Suppose you have an operator f and a collection of distinct scalars \kappa_i such that \prod (f - \kappa_i) = 0. Then the projection p_i to the \kappa_i-th eigenspace can be described as a polynomial in f, using a technique known as Lagrange interpolation. We think of the process of finding a complete family of orthogonal idempotents {p_i} as the diagonalization of f. After reviewing this we provide a categorical analogue: given a functor F with some additional data (akin to the collection of scalars), we construct idempotent functors P_i. The categorification of Lagrange interpolation is related to the technology of Koszul duality.

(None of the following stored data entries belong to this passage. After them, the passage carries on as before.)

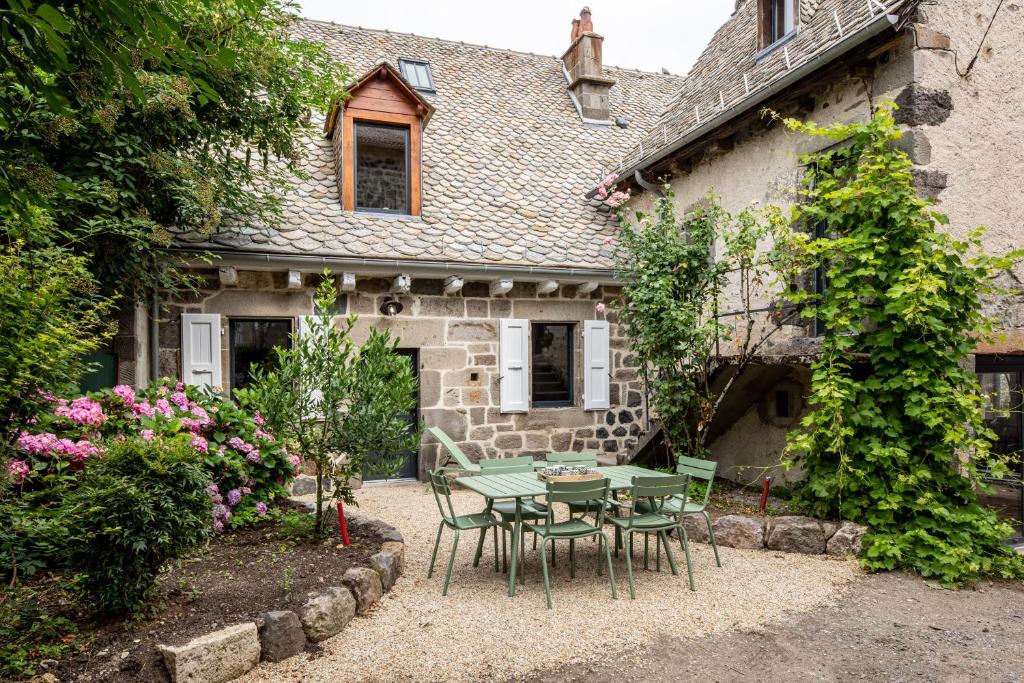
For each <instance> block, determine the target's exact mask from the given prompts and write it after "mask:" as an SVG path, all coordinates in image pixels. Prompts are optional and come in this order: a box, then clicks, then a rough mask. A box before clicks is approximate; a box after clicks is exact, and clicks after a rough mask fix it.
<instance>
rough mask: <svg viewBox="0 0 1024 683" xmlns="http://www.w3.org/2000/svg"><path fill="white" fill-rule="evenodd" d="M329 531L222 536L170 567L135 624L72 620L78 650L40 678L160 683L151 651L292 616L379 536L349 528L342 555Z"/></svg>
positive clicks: (165, 679)
mask: <svg viewBox="0 0 1024 683" xmlns="http://www.w3.org/2000/svg"><path fill="white" fill-rule="evenodd" d="M303 510H304V509H303ZM334 524H335V529H334V533H333V536H332V537H331V538H330V539H329V540H327V541H321V542H308V541H302V540H299V541H289V540H288V539H287V538H286V537H285V536H284V533H283V531H284V527H283V525H282V524H281V522H278V521H273V522H264V523H261V524H257V525H254V526H249V527H246V528H243V529H239V530H234V531H228V532H225V533H224V535H222V536H220V537H218V538H217V539H215V540H214V541H213V542H211V544H210V545H209V546H208V547H207V548H205V549H203V550H202V551H199V552H197V553H195V554H194V555H191V556H189V557H185V558H181V559H180V560H176V561H174V562H173V563H172V565H171V566H170V567H169V569H168V570H167V572H166V573H165V574H164V575H163V577H161V579H160V582H159V589H158V593H157V595H156V597H155V598H154V599H153V601H152V603H151V604H152V606H151V608H150V610H148V611H147V612H146V613H145V614H144V615H143V617H142V618H140V620H138V621H128V622H125V621H117V622H108V623H89V622H88V621H87V620H88V616H87V615H85V614H81V613H78V614H75V615H74V616H75V617H76V618H75V621H78V622H80V634H79V636H78V640H79V641H81V645H79V649H78V650H77V651H76V652H73V653H70V654H68V655H66V656H65V657H63V658H61V659H60V660H59V663H58V664H57V666H56V667H51V668H50V669H49V670H48V671H50V672H52V673H53V674H55V675H56V676H57V678H58V679H60V680H61V681H73V680H95V681H143V682H146V681H168V680H169V677H168V673H167V669H166V668H165V665H164V660H163V657H162V655H161V653H160V652H159V651H158V645H181V644H184V643H186V642H187V641H189V640H191V639H194V638H196V637H197V636H200V635H202V634H205V633H209V632H213V631H216V630H218V629H223V628H224V627H228V626H231V625H236V624H239V623H244V622H255V621H256V620H257V618H258V617H259V616H260V615H261V614H263V613H265V612H268V611H275V610H295V611H298V610H299V608H300V607H301V606H302V605H303V603H305V602H306V601H307V600H308V597H309V595H308V594H309V593H312V592H322V591H324V590H326V589H327V588H328V587H329V586H337V585H341V584H340V582H341V578H342V575H343V574H344V573H345V571H346V570H347V569H349V568H352V567H361V566H367V565H369V564H370V558H371V557H372V556H373V555H374V554H376V553H378V552H379V551H380V550H381V545H382V542H383V541H384V540H385V539H383V538H382V536H381V533H380V529H379V528H377V527H375V526H373V525H368V524H352V525H350V529H349V536H350V541H351V546H349V547H348V548H343V547H341V546H340V541H338V533H337V518H334ZM308 647H312V648H315V647H317V646H316V645H309V646H308Z"/></svg>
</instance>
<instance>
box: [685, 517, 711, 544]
mask: <svg viewBox="0 0 1024 683" xmlns="http://www.w3.org/2000/svg"><path fill="white" fill-rule="evenodd" d="M683 526H684V527H686V538H688V539H689V540H690V541H694V542H696V543H708V522H707V521H705V517H703V515H700V514H696V515H683Z"/></svg>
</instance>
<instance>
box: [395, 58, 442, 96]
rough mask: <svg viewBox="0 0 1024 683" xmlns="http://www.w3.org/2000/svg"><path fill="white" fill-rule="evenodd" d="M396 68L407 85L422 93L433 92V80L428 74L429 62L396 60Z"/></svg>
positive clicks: (416, 59)
mask: <svg viewBox="0 0 1024 683" xmlns="http://www.w3.org/2000/svg"><path fill="white" fill-rule="evenodd" d="M398 68H399V69H400V70H401V75H402V77H404V79H406V80H407V81H409V84H410V85H412V86H413V87H414V88H416V89H417V90H422V91H423V92H434V78H433V74H431V73H430V62H429V61H426V60H424V59H407V58H406V57H401V58H399V59H398Z"/></svg>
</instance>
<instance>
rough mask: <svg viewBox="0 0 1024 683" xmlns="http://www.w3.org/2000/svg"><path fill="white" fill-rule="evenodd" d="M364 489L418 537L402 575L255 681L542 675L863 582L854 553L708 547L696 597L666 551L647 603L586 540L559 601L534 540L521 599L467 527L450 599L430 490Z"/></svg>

Along the way we'll explain some of the basic concepts in categorification.

Diagonalization is incredibly important in every field of mathematics. I am a representation theorist, so I will briefly indicate some of the important applications of categorical diagonalization to representation theory. I'll also indicate applications to algebraic geometry.

In this talk we will follow a running example involving modules over the ring A = Z[x]/(x^2 - 1), in other words, the group algebra of the group of size 2. If you know what a complex of A-modules is (and what chain maps and homotopies are) then you have all the prerequisites needed for this talk.

This is all joint work with Matt Hogancamp.